Abstract

Porous media like air-saturated polymer foams with open cells, have a nontrivial frequency-dependent absorption that arises due to viscous and thermal effects at the scale of the rigid frame microstructure. In order to produce multiple scattering at ultrasonic frequencies, mesoscale scatterers are introduced in the porous medium host. The effective wave number of such a multiscale medium should take into account the peculiar absorption at the microscale and the multiple scattering at the mesoscale to describe precisely the propagation of a coherent acoustic wave. For this purpose, a simple model is developed. First, an equivalent fluid model, derived from a homogenization method, is used to describe the acoustic propagation in the host porous medium itself.
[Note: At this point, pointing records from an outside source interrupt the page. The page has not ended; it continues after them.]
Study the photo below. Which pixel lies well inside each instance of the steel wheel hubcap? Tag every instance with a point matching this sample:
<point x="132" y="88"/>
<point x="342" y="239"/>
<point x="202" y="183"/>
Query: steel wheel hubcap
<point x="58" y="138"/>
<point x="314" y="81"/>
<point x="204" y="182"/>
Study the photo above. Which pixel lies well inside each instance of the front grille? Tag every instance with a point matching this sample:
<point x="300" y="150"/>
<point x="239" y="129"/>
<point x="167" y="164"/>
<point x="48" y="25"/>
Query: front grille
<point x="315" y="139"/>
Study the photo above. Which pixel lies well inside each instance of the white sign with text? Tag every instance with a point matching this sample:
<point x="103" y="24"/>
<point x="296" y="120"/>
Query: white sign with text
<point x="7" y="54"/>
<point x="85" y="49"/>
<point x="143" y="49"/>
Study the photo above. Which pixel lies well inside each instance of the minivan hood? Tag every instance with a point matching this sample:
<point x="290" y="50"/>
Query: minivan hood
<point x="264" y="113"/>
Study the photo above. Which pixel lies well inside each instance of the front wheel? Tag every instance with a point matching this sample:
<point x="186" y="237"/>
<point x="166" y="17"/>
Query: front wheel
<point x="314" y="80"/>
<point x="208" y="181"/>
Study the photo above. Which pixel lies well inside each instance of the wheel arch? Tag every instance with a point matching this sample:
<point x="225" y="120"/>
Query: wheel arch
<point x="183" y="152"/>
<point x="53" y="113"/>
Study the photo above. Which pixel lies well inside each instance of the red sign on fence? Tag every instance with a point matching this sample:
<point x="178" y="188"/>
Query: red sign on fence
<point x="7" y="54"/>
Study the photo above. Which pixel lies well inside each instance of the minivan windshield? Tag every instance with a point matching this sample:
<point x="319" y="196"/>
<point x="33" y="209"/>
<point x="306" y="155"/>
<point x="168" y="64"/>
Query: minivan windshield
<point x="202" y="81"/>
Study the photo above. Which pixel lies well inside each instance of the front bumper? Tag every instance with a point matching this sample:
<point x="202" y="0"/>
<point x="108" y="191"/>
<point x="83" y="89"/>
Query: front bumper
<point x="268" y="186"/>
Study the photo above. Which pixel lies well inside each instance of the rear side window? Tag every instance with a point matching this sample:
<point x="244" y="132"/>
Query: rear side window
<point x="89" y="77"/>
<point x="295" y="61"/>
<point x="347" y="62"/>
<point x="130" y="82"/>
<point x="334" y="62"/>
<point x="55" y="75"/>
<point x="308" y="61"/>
Second, the scattering by the inclusions is described with a multiple scattering approximation (independent scattering approximation). This simple model allows to obtain the total effective wave number of the porous medium with mesoscale scatterers. After some validating results on the multiple scattering by an array of rigid cylinders in air, experiments on the multiple scattering by rigid cylinders embedded in a porous medium are presented and compared to the developed simple model. Incidentally, it appears that for the host medium itself, the equivalent fluid model is not capable to describe the high-frequency behavior whilst a multiple scattering approach with (thin) viscous and thermal boundary layers around the scatterers is accurate in the whole frequency range.